On the morning of January 24th, we met the guide who would take us on our road trip down to Cuenca. He was called Lincoln (his father named his sons after US Presidents; pity his brother Wilson), he spoke excellent English, and he was an amazing source of information on all things Ecuadorian. While we had been expecting a bus trip shared with at least a few other travelers, it turned out we were his only clients, and so we got to pick his brain at length.
Mount Cotopaxi is the second highest peak in Ecuador, at 19,347 feet. It's also an active volcano and was at code yellow on the day of our visit (later that week it would start producing ash.) While it remained well-behaved for our visit, the weather did not. As we ascended into the lower reaches of the park, clouds rolled in, obscuring the magnificent heights, and it started to drizzle. Temps also started dropping, and by the time we reached the upper parking lot at about fifteen thousand feet, it was in the high thirties with a strong breeze on the Beaufort scale, two hundred foot visibility and driving ice. Raine and I had our puffy coats on under rain gear, but we were both chilled within minutes of getting out and couldn't see anything anyway (except other vans containing huddled German tourists and three possibly insane mountain bikers.) We reluctantly called it a day.
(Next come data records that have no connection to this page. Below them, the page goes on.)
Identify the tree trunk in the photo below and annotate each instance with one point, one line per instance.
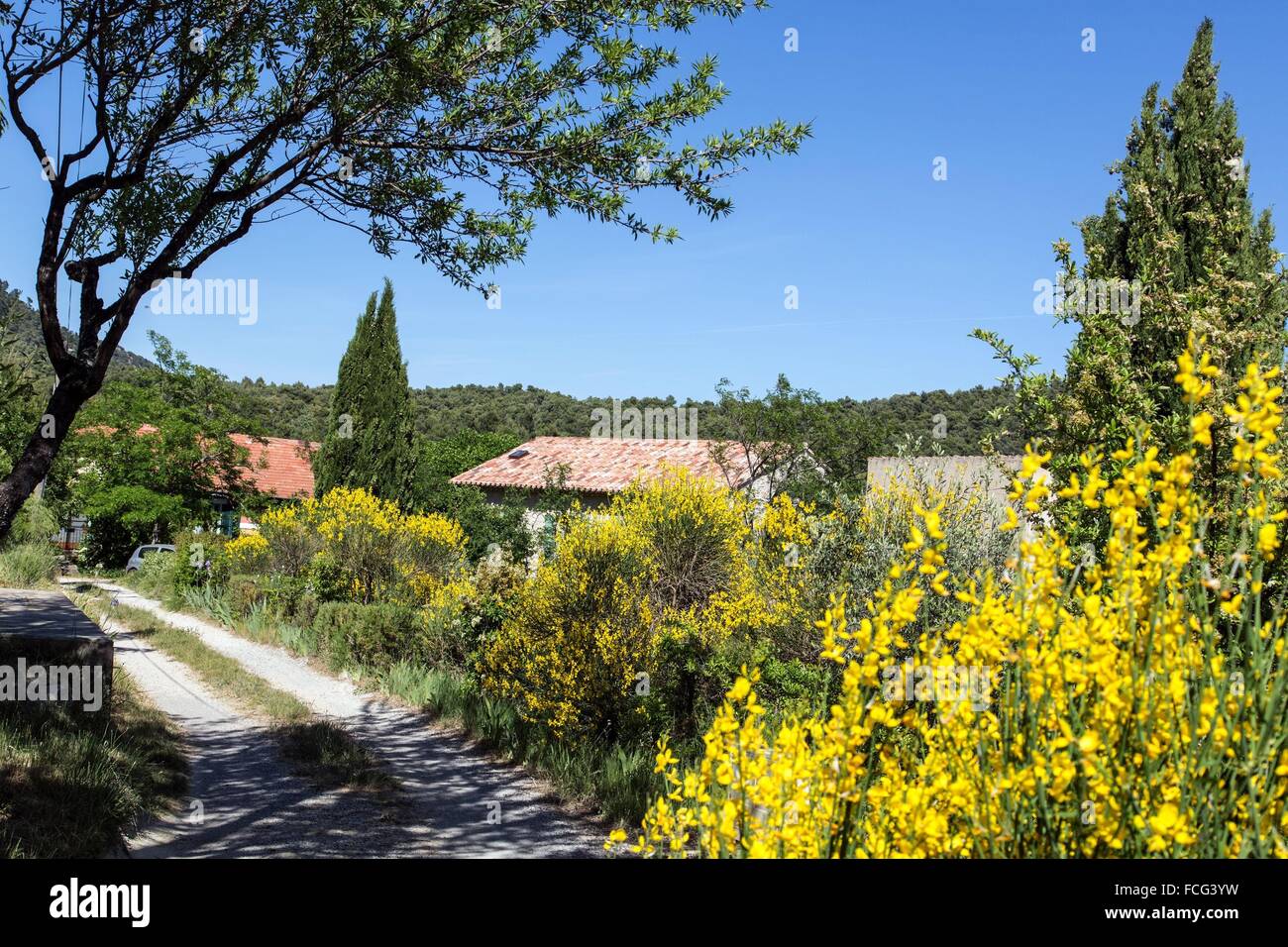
(42, 449)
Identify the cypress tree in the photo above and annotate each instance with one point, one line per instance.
(1181, 224)
(372, 440)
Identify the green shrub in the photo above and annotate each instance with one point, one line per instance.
(197, 561)
(27, 565)
(373, 637)
(155, 578)
(245, 592)
(34, 523)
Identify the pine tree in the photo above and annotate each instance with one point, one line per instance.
(370, 440)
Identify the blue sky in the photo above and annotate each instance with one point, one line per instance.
(893, 268)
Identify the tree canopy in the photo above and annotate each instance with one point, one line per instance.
(446, 128)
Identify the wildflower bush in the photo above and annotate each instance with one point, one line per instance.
(1126, 699)
(619, 628)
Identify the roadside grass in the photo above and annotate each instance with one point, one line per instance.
(321, 750)
(71, 787)
(616, 780)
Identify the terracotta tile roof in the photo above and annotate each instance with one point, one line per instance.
(278, 467)
(600, 466)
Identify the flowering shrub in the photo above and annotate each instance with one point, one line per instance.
(651, 592)
(570, 651)
(360, 548)
(248, 553)
(291, 532)
(1121, 701)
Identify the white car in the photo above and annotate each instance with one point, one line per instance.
(136, 562)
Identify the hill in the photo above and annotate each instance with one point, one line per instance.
(20, 318)
(952, 421)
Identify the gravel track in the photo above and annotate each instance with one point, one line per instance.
(471, 804)
(244, 800)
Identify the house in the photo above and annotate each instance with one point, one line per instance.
(596, 468)
(277, 468)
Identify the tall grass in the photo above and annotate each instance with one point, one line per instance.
(71, 787)
(27, 566)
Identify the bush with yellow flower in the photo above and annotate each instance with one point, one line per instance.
(1120, 701)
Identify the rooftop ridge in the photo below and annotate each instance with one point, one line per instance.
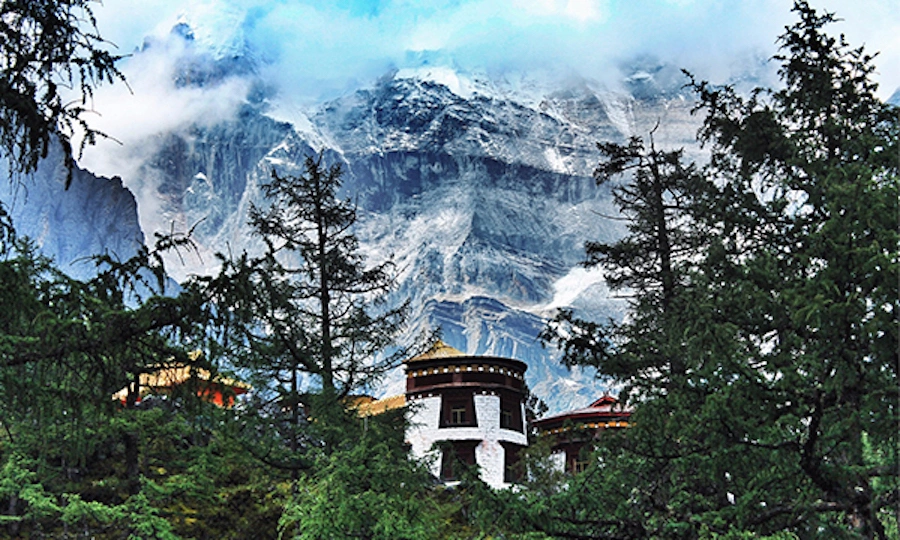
(438, 350)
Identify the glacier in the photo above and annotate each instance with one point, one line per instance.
(477, 186)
On the way back down, however, we stopped at a mountain lake. The ice had returned to drizzle, the high winds had abated, and conditions were now survivable if not optimal. Hoping for the best, we started what turned out to be a five mile hike around the lake, and boy, were we rewarded. Birds of all kinds, wild horses, amazing alpine vegetation (Lincoln knew all the plants and their medicinal uses, which were fascinating. The reeds were full of Andean teal ducks; the shallows echoes to the cries of local frogs, and we took a ridiculous number of pics (see below.) Cold and tired but very happy, we got dropped off at the first of what turned out to be a series of excellent hotels for the night and crashed. The hotel fed us enormous breakfasts (also excellent) the following morning-- and then we hit the road again.